The Republican committee members’ latest report, “Unsafe at Any Bureaucracy, Part II: How the Bureau of Consumer Financial Protection Removed Anti-Fraud Safeguards to Achieve Political Goals,” is the second such report concerning the CFPB and the Ally settlement.  The first report, released in November 2015, had taken issue with the CFPB’s methodology for estimating the number of consumers affected by Ally’s allegedly-discriminatory conduct.  That report argued that the CFPB’s estimate that 235,000 minority borrowers had been discriminated against was likely an overestimate.  (For a more detailed discussion of the Committee’s first report, please see our earlier post here.)

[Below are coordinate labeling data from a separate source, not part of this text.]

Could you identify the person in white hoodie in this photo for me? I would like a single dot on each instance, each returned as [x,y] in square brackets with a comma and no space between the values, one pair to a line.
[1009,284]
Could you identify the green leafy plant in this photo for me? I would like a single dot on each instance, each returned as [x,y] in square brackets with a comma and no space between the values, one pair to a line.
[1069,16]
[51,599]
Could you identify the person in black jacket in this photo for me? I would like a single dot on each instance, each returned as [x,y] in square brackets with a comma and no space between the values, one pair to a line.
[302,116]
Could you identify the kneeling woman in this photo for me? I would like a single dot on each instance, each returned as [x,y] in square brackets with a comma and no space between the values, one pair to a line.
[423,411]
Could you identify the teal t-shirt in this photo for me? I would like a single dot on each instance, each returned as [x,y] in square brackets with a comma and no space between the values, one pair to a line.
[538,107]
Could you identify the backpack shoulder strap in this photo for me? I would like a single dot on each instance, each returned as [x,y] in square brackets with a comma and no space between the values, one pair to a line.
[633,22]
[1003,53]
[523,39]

The new report challenges the CFPB’s method for identifying and remunerating affected minority borrowers.  The CFPB used a three-tiered identification and remuneration structure: borrowers identified as having a high likelihood of being a minority would receive a settlement check unless they opted out; borrowers with a moderate likelihood of being a minority would have the opportunity to opt in and receive a check; and borrowers who were not identified at all could self-identify as being eligible for compensation.  Potential recipients were not required to verify their race in writing under penalty of perjury; the CFPB explained that it did not require sworn verification because the agency is “not in a position to question self-identification of race.”

The Republican committee members’ report sharply criticizes this methodology, arguing that the “opt out” feature and the lack of a verification requirement create a significant likelihood that white borrowers may be receiving checks for Ally’s alleged discrimination against minority borrowers.  According to the report, CFPB officials realized that fewer than 235,000 minority borrowers had been affected by Ally’s alleged conduct, but rather than revising that estimate, the CFPB doubled down on it, designing a process for identifying and remunerating consumers that would confirm its initial figure.  The resulting remuneration method, the report argues, captures many more borrowers than were actually affected in order to boost the number of recipients to be consistent with the CFPB’s estimate of 235,000 victims.  The report claims that CFPB officials were aware that their remuneration structure was too broad, but that they approved the structure anyway because a more stringent method would have resulted in too few borrowers receiving compensation under the settlement, revealing flaws in the CFPB’s disparate-impact methodology.

According to the report, remuneration checks are scheduled to be sent to 235,319 consumers this month.  Chairman Hensarling has called on U.S. Attorney General Loretta Lynch to suspend the distribution of the checks until all of the recipients have verified their eligibility in writing and under penalty of perjury.  At the time of writing, the Attorney General’s office had not yet responded to Chairman Hensarling’s request.  The House Financial Services Subcommittee on Oversight and Investigations will also be holding a hearing on the CFPB’s auto-lending supervision and enforcement practices in early February, where the subject of this report will almost certainly be raised.  Industry members should continue to monitor this story to see how this latest challenge to the CFPB’s authority plays out.